Kobayashi, et al.         Expires December 2000                 [Page 1]


Internet Draft                                             June 26, 2000


   This document describes the sampling of audio data in 12 bits
   nonlinear, 20 bits linear and 24 bits linear, and specifies the
   encapsulation of the audio data into the Real-time Transport Protocol
   (RTP), version 2 [1,2].  The audio formats are used in DAT and DV
   video devices [3,4].  The packetization scheme for audio data in 16
   bits linear encoding (L16) is already specified [2,5].  The
   packetization scheme specified in this document basically follows
   those formats. Thus, this document just specifies the differences
   from L16.  The reader is advised to consult RFC1890 along with this
   specification.  This document also specifies the out-band negotiation
   method whether analog preemphasis technique is applied to the audio
   data.

   2.1 Terminology

   The key words "MUST", "MUST NOT", "REQUIRED", "SHALL", "SHALL NOT",
   "SHOULD", "SHOULD NOT", "RECOMMENDED", "MAY", and "OPTIONAL" in this
   document are to be interpreted as described in RFC 2119 [6]

3. The need for the RTP encapsulation for 12-, 20- and 24-bit audio.

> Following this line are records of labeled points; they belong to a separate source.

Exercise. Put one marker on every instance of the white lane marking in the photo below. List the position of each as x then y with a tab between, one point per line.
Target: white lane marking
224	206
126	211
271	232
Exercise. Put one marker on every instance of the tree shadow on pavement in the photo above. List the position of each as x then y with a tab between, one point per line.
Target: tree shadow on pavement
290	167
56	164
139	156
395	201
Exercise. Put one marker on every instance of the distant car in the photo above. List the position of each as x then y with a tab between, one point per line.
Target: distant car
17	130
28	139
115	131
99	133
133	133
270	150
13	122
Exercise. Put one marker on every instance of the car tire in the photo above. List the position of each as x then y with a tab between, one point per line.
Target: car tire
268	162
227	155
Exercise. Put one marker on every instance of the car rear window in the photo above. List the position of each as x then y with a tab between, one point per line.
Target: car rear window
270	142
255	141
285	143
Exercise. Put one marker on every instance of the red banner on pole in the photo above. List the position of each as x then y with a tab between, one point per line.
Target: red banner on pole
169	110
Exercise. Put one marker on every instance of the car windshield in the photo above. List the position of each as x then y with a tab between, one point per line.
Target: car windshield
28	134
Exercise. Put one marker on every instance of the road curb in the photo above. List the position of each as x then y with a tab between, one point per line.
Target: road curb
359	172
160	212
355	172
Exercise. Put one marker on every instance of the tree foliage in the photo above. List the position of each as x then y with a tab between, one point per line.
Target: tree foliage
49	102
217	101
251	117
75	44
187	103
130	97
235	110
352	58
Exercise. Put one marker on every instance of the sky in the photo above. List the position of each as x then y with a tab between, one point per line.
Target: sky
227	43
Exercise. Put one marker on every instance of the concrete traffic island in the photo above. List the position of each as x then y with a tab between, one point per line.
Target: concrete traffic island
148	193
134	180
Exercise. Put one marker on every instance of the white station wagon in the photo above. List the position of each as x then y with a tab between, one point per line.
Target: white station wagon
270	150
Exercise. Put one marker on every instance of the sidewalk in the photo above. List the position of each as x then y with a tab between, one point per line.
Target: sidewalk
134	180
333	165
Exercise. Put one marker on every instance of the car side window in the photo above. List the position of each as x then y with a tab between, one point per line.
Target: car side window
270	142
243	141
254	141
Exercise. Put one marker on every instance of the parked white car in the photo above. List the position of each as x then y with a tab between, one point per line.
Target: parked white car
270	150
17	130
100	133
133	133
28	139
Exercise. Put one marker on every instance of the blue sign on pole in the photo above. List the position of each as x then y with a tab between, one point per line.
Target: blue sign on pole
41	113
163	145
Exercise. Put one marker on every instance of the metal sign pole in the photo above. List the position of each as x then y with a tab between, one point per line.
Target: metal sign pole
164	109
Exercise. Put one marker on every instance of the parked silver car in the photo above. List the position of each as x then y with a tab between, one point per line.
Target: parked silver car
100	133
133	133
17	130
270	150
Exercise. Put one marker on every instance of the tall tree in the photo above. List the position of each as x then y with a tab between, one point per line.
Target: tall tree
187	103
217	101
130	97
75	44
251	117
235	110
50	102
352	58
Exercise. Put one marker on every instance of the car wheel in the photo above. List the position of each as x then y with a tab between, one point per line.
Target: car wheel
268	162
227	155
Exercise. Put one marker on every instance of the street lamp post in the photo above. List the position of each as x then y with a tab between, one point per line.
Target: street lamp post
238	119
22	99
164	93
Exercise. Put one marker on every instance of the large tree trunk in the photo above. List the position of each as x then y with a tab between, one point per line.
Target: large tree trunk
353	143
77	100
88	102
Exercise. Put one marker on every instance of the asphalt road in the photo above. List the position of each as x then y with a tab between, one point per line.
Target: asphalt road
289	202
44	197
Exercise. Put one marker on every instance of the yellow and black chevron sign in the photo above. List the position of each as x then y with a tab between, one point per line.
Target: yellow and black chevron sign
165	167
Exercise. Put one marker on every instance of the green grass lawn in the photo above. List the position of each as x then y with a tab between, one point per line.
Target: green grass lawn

   Many high quality digital audio and visual systems, such as DAT and
   DV, adopt sample-based audio encoding. Various audio formats are
   defined in accordance with the various situations.  To transport the
   audio data with RTP, an RTP encapsulation needs to be defined for
   each specific format. Only 16 bits linear audio encapsulation has
   been defined as L16. Some other encoding formats have already
   appeared, such as 12 bits nonlinear, 20 bits linear and 24 bits
   linear used in the DAT and DV video world. This specification defines
   the RTP payload encapsulation format in order to use the new
   encodings in the RTP environment.

   The format of 12-bit nonlinear audio defined in IEC61119 is the same
   as 16-bit linear audio except for the packing of each sampled data
   element [3].  An element of 12-bit nonlinear audio data can be
   obtained from the corresponding 16-bit linear one. It would be easy
   to convert 12-bit nonlinear audio into 16-bit linear form at the RTP
   sender and transmit it using the L16 audio format already defined.
   However, the amount of data consumed by 16 bits is an increase of 33%
   compared with 12 bits, and it wastes network bandwidth with
   meaningless data.

4. 12-bit nonlinear audio encapsulation

   The 12-bit nonlinear audio format in DAT and DV, called LP (Long
   Play) audio, is specified in IEC61119 [3]. Each sample of 12-bit
   nonlinear audio is derived from a single sample of 16-bit linear
   audio. The conversion detail between 16 and 12 bits is shown in Table


Kobayashi, et al.         Expires December 2000                 [Page 2]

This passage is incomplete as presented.